I feel much, much lighter after that. It’s not until I’m on the plane and my heart is slamming against the inside of my chest like a fist against a brick wall that I realize how stupid it was of me to do that. I haven’t made myself throw up in over seven years.

Seven years.

Bulimia was never about self-image for me. It was about anxiety and control. It took years for me to overcome it. What I just did was stepping into incredibly dangerous territory. The most worrying thing is that I didn’t even think about it. I’m twenty-nine years old now. I have a good job. A beautiful home. A steady boyfriend. I shouldn’t have to be worrying about things like eating disorders, and yet here I am, sitting on a plane, freezing my ass off, wondering whether I’m going to continue to make myself throw up when I’m back in Port Royal.

Smokers revert back to a pack a day when they crack. Alcoholics drink the well dry. Maybe I’m going to make myself so ill that I land myself back in hospital again. I don’t feel anything when I think about that. I just feel…flat. I only experience a spike of true emotion when I think about driving my rental car down that street in that small town, and seeing those familiar houses with their colonial pillars and their wide sweeping lawns, and their marshy boat launches out the back. That’s when I feel like I’ve completely lost control of my body.

“Ma’am? Ma’am, are you okay? Your breathing sounds fast all of a sudden.” The large woman in the seat next to me has kind eyes. They’re full of concern as she stares at me through her circa nineteen-eighty huge horn-rimmed glasses. “I wouldn’t normally say anything, sweetie, but you’ve been fidgeting since we took off. You just don’t seem like you’re havin’ a good time at all. Are you afraid of flying? That what it is?”

I just stare back at her dumbly for a moment before her words filter through to my brain. “Yes. Yeah, I hate flying. I get really anxious.”

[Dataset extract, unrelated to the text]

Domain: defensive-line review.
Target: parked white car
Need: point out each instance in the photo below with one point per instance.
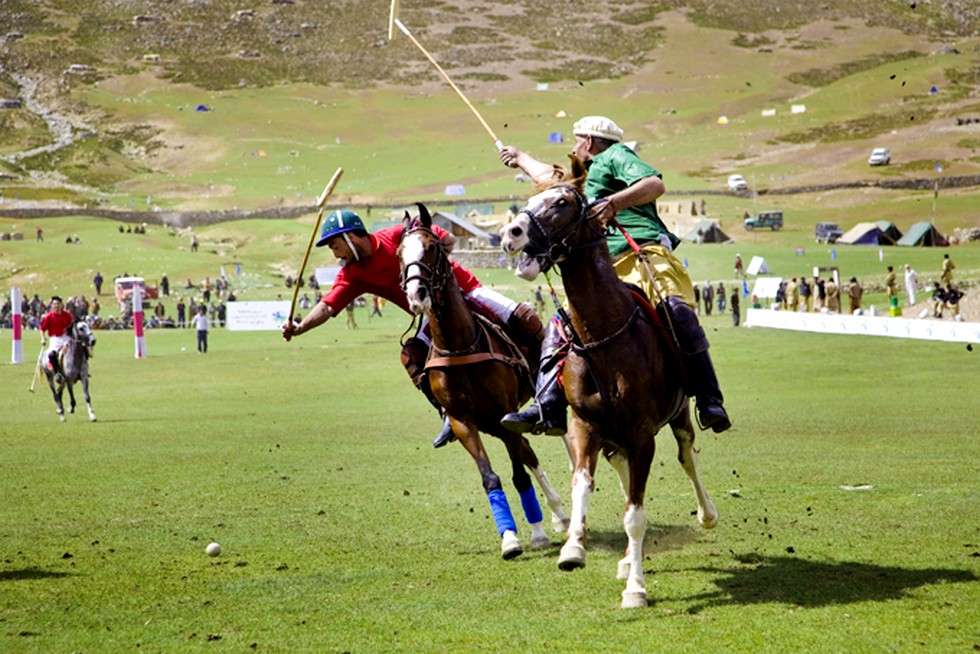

The woman nods. She leans in close, beckoning me to do the same. “You want some Klonopin, sweetheart? I always get some for when I’m flying. I have a stash in my purse.”

I’m about to say no, fully intend on doing so, but then I find I’m nodding, holding out my hand, and the woman with the horn-rimmed glasses in the seat next to me is tipping small white pills into my palm. I don’t even know how it happens. “There we go, sweetie. There’s six. You can keep ‘em for next time. Don’t go crazy now, though. Don’t go takin’ ‘em all at once. I don’t want to be responsible for you dyin’ in your sleep now.”

“Oh, I’ll be careful. I promise.” If I were going to kill myself, I’d do it the same way my mother did. I’d drive my car off a bridge and have done with it. There would be some kind of symmetry in that, I think. I can’t tell her that, though. I learned a while back that you can’t just say whatever the hell you’re thinking or people will assume you’re mentally disturbed.

The woman—her name is Margo—gives me her tiny plane sized bottle of water to drink down my nefariously gained medication, and then she talks to me for thirty minutes about her cats. No children to speak of, Margo has replaced her non-existent progeny with some fur babies that she seems remarkably proud of. I tell her that I’m allergic, and she makes this terrible moaning sound, as though she’s putting herself in my shoes, imagining being without her precious kitties, never able to pet them again, betrayed by her own body.